Die aktuelle Debatte um die Rentenreform nimmt an Fahrt auf – und das mit gutem Grund. Die demografische Entwicklung, insbesondere das baldige Rentenalter der geburtenstarken Babyboomer-Generation, bringt das deutsche Rentensystem zunehmend an seine Grenzen. Arbeitsministerin Bärbel Bas hat einen Vorstoß macht, der auf den ersten Schritt sinnvoll ist: Beamte, Selbstständige und Abgeordnete sollen künftig in die gesetzliche Rentenversicherung einzahlen. Doch dieser Vorschlag greift zu kurz – nicht nur, weil er strukturelle Probleme kaschiert, sondern auch, weil er einen grundlegenden Systemfehler nicht adressiert: die einseitige Finanzierung des Renten- und Sozialsystems aus Arbeitseinkommen und nicht aus Vermögen. Während der Vorschlag von Bas aber noch ein Fünkchen sozialen Fortschritts beinhaltet: Statt weiter an einem System zu arbeiten, das Gruppen in segregierten Systemen abhandeln– soll es künftig einen gemeinsamen Topf geben, kontert die CDU mit einem altbekannten Rezept: Mehr arbeiten, weniger absichern.

Dilan Baran

Das Fundament bröckelt

Seit der Rentenreform von 1957 basiert das Rentensystem in Deutschland auf dem Prinzip des Generationenvertrags: Die arbeitende Bevölkerung finanziert die Renten der Älteren. Doch während die Zahl der Beitragszahler sinkt, wächst die der Rentenempfänger – ein Ungleichgewicht, das sich nicht durch kosmetische Eingriffe beheben lässt. Der Vorschlag, neue Gruppen in das Umlageverfahren zu integrieren, bringt kurzfristig zusätzliche Einnahmen, da diese Gruppen zunächst einzahlen, ohne sofort Leistungen zu beziehen. Doch dieser sogenannte „Einführungsgewinn“ ist temporär. Sobald diese neuen Versicherten selbst Rentenansprüche erwerben, wird der kurzfristige Vorteil verpuffen.

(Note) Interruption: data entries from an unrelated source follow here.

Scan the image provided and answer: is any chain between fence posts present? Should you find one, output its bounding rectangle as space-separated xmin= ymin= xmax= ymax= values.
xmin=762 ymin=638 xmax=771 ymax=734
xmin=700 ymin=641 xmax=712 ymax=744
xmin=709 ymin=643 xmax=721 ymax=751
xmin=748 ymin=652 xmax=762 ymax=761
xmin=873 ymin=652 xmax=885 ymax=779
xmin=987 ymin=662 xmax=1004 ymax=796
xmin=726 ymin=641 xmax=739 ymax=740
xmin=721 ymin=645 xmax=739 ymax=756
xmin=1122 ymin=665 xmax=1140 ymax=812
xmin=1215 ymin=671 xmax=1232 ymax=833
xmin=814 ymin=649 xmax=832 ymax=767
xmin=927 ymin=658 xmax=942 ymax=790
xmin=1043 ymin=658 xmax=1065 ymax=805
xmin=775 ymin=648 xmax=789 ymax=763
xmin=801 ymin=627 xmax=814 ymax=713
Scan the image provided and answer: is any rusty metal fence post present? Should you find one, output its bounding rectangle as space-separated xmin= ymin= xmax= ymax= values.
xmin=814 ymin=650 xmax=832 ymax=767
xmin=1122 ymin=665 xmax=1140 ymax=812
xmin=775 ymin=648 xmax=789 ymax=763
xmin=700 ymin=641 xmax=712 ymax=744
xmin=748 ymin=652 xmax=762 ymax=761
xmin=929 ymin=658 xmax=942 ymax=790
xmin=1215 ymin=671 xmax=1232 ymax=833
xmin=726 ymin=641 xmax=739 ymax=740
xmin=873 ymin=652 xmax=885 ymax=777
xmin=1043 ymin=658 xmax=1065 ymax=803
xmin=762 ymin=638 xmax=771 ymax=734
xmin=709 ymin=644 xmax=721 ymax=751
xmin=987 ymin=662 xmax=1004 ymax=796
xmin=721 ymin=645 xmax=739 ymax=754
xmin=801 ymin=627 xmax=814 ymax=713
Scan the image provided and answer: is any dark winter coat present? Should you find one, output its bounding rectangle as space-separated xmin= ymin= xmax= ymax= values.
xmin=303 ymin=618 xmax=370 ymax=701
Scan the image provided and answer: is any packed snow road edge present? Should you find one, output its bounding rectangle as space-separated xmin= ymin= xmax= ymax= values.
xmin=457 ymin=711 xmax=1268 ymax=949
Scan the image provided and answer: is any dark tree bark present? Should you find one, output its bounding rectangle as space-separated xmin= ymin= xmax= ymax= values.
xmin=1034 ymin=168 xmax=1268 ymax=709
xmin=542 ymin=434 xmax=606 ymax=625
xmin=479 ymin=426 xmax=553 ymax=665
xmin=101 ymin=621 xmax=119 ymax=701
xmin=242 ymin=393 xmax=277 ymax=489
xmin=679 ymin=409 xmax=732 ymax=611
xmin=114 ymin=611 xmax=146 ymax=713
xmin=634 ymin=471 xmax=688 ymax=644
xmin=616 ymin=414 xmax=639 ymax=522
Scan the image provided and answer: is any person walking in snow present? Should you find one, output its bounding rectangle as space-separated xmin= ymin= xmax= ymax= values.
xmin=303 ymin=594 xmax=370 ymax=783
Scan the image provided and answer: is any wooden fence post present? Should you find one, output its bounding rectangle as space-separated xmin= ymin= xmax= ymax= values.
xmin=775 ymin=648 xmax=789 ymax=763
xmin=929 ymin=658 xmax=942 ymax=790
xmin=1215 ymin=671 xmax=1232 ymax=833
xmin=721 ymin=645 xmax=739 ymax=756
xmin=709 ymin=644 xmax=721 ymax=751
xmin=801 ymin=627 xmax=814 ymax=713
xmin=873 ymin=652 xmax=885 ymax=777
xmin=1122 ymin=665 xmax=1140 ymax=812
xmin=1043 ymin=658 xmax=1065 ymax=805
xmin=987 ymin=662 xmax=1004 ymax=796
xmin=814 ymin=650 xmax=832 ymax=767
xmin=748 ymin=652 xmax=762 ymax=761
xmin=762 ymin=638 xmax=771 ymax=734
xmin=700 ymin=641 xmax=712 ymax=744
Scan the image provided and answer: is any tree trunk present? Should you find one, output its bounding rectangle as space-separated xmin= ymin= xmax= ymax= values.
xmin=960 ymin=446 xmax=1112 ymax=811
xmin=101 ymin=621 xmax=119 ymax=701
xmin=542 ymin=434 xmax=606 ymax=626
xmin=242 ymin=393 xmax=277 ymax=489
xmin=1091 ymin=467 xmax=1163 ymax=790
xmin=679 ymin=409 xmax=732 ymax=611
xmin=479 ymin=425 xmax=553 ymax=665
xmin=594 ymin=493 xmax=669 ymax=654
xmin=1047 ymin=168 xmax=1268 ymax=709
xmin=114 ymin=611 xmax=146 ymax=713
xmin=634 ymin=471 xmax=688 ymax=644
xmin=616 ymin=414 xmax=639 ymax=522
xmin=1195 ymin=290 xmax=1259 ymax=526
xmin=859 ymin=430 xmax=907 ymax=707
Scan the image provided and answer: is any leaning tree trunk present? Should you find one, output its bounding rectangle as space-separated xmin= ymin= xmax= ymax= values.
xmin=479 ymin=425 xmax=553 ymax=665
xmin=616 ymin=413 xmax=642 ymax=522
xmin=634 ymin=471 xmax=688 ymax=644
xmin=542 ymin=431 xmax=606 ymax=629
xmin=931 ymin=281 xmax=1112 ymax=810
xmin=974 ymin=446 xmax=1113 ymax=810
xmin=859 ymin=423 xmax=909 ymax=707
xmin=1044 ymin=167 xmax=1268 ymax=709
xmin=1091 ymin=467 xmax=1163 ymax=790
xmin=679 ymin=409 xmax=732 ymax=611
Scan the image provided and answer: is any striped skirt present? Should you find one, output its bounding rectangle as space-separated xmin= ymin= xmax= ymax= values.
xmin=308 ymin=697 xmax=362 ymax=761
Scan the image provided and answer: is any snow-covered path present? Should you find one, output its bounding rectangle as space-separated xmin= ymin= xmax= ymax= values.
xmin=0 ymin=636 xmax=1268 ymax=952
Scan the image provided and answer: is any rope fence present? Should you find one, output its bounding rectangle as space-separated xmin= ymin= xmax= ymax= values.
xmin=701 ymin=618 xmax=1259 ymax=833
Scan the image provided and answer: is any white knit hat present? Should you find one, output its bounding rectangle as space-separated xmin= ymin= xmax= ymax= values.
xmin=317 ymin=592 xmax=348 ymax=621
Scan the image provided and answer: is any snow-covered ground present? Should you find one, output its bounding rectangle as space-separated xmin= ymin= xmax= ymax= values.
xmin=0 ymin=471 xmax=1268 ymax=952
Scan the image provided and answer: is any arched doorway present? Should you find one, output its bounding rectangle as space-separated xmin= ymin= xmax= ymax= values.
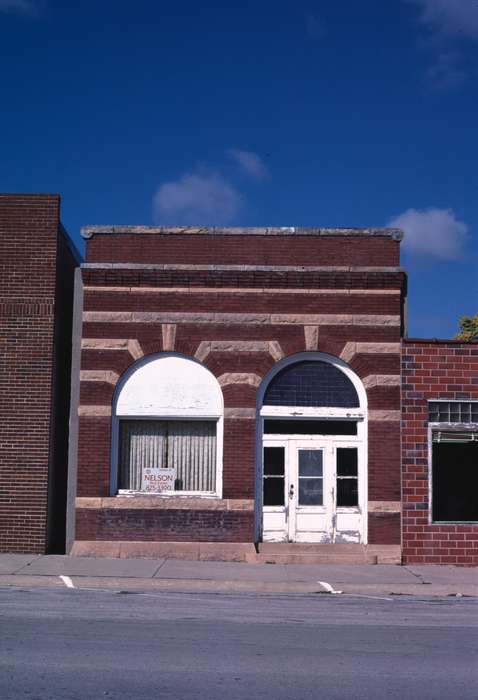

Kein Beitrag der Vermögenden

Viel fundamentaler ist jedoch: Die Finanzierung des Rentensystems erfolgt fast ausschließlich über Arbeitseinkommen. Dabei bleibt das private Vermögen – insbesondere das der reichsten zehn Prozent der Bevölkerung – außen vor. Deren Vermögen wächst stetig, auch während soziale Sicherungssysteme wie die gesetzliche Rente erodieren. Das ist nicht nur ungerecht, sondern volkswirtschaftlich kurzsichtig. Eine nachhaltige Rentenstruktur muss große private Vermögen in die Finanzierung des Gemeinwesens einbeziehen – eine Vermögenssteuer oder eine Erbschaftssteuerreform lehnen die Parteien Grün bis Schwarz jedoch seit Jahrzehnten ab.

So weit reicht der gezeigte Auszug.